The current wave of ransomware attacks from the Chinese hacking operation known as Ghost infiltrates systems by exploiting vulnerabilities in organizational software. The Federal Bureau of Investigation warns that the hackers are primarily targeting outdated versions of software and firmware.
Ghost uses publicly available computer code to exploit security weaknesses in systems that have not been updated or patched, particularly in VPNs and firewalls. Unlike many other cybercriminal groups, Ghost’s attacks typically do not rely on phishing techniques, which have been the most notorious method of data compromises in recent years.
According to data from the FBI and the Cybersecurity and Infrastructure Security Agency (CISA), everything from healthcare networks to religious institutions in more than 70 countries has been compromised by these attacks. Despite their widespread nature, the overall damage has been fairly limited thus far.
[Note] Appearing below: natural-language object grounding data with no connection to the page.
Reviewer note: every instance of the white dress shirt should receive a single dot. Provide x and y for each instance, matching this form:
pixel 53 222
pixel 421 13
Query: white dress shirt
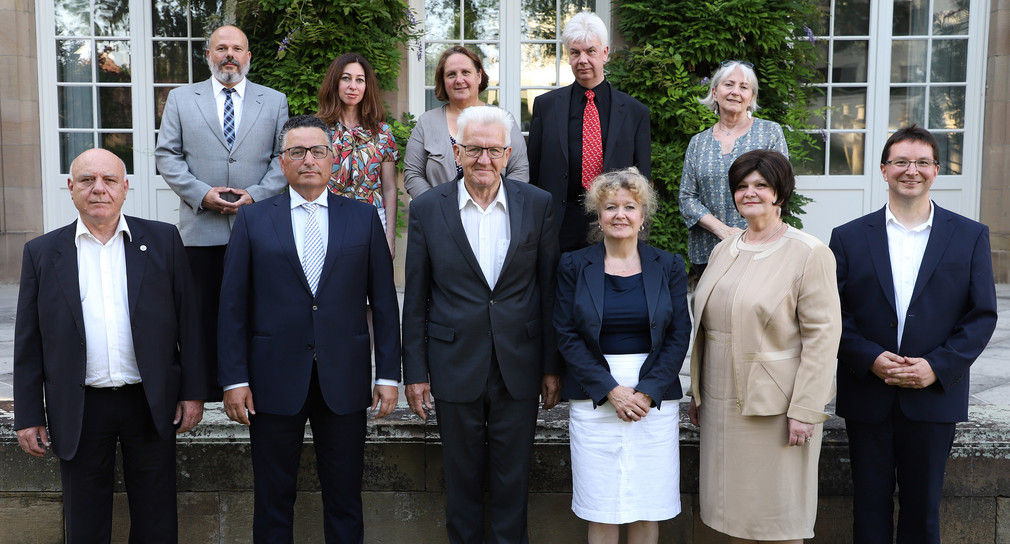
pixel 906 247
pixel 487 230
pixel 236 101
pixel 105 304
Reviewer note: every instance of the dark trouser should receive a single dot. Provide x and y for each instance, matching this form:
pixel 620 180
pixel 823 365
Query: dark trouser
pixel 277 447
pixel 207 263
pixel 493 435
pixel 111 416
pixel 910 453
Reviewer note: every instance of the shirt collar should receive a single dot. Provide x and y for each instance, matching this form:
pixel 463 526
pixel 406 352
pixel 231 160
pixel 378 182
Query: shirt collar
pixel 239 87
pixel 465 196
pixel 891 219
pixel 297 200
pixel 82 230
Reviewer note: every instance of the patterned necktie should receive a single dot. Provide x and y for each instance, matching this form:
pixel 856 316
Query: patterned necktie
pixel 229 118
pixel 313 252
pixel 592 147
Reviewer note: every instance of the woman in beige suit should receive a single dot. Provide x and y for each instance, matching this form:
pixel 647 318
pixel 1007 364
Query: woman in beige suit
pixel 763 366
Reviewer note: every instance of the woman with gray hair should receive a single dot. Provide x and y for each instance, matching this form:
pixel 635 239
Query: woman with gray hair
pixel 622 322
pixel 706 204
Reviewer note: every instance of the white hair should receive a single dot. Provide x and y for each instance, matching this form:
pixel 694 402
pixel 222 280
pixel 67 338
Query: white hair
pixel 720 75
pixel 583 26
pixel 485 115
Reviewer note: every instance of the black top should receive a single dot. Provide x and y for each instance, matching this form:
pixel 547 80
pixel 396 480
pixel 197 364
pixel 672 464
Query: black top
pixel 625 316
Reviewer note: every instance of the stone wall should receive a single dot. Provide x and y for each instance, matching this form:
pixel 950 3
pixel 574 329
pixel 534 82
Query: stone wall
pixel 404 487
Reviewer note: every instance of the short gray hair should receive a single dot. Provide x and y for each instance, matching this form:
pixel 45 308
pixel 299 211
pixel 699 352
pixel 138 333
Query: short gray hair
pixel 720 75
pixel 584 25
pixel 485 115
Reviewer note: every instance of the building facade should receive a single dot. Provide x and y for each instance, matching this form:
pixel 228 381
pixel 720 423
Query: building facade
pixel 85 73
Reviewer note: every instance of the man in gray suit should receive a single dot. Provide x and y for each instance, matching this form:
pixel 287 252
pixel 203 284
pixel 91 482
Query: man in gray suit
pixel 217 149
pixel 482 252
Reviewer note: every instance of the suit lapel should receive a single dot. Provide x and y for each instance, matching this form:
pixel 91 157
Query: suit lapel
pixel 207 104
pixel 65 262
pixel 251 106
pixel 450 213
pixel 281 217
pixel 939 237
pixel 136 261
pixel 880 257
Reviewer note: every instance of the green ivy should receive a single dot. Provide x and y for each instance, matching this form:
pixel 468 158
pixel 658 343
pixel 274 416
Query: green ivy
pixel 675 45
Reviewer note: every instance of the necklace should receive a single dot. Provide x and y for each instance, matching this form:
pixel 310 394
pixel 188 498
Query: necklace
pixel 766 238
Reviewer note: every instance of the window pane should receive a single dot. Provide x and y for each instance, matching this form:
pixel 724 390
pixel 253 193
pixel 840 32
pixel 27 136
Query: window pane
pixel 73 144
pixel 911 17
pixel 851 17
pixel 111 17
pixel 946 107
pixel 120 143
pixel 849 62
pixel 74 61
pixel 908 105
pixel 73 17
pixel 113 61
pixel 115 107
pixel 908 61
pixel 951 152
pixel 539 66
pixel 848 108
pixel 949 62
pixel 480 19
pixel 169 18
pixel 75 107
pixel 441 19
pixel 950 17
pixel 171 62
pixel 846 151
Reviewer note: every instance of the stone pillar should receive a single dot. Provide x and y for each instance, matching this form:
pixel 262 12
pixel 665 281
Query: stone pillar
pixel 20 156
pixel 996 140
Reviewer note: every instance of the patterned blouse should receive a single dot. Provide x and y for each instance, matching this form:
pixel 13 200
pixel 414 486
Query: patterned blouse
pixel 705 183
pixel 358 158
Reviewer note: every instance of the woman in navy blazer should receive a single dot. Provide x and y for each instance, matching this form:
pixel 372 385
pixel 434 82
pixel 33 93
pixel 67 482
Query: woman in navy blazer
pixel 622 322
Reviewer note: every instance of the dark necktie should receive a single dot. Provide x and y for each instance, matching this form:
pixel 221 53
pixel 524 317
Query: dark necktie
pixel 592 147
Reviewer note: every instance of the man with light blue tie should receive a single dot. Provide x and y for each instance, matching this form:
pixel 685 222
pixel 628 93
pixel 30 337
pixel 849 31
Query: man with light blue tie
pixel 294 344
pixel 216 148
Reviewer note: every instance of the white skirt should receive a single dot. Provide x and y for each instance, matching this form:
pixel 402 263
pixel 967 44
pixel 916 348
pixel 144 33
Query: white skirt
pixel 623 471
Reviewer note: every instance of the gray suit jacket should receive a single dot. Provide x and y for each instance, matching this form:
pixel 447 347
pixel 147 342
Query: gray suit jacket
pixel 193 156
pixel 429 160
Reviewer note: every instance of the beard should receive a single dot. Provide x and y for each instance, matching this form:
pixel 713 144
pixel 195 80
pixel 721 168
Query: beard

The group’s ransom notes threaten to sell stolen data if the ransom is not paid. However, the hacks have not resulted in the removal of significant amounts of information, such as intellectual property or personally identifiable information (PII). The FBI reported that the typical data exfiltration is less than hundreds of gigabytes of data.
In addition, Ghost hackers usually spend only a few days attacking each victim network. If an attack is not immediately successful, they tend to move on to another target.
Protecting Organizations
To protect an organization’s data, the FBI recommends patching any known vulnerabilities, including applying all available security updates to operating systems, software, and firmware. They also emphasize the importance of network segmentation to restrict lateral movement from initially infected devices to other systems within the organization.
Maintaining regular system backups can also mitigate concerns about stolen data. Ghost ransomware attack victims with robust backup systems have generally been able to restore operations without needing to pay a ransom.
The FBI and CISA also discourage victims from paying the ransom, noting that it only emboldens attackers while providing no guarantee that the data will be returned.
Research from Trend Micro and Waratah Analytics found that less than 10% of victims of ransom attacks surveyed refuse to pay the ransom. But those who do pay often end up paying more than initially demanded.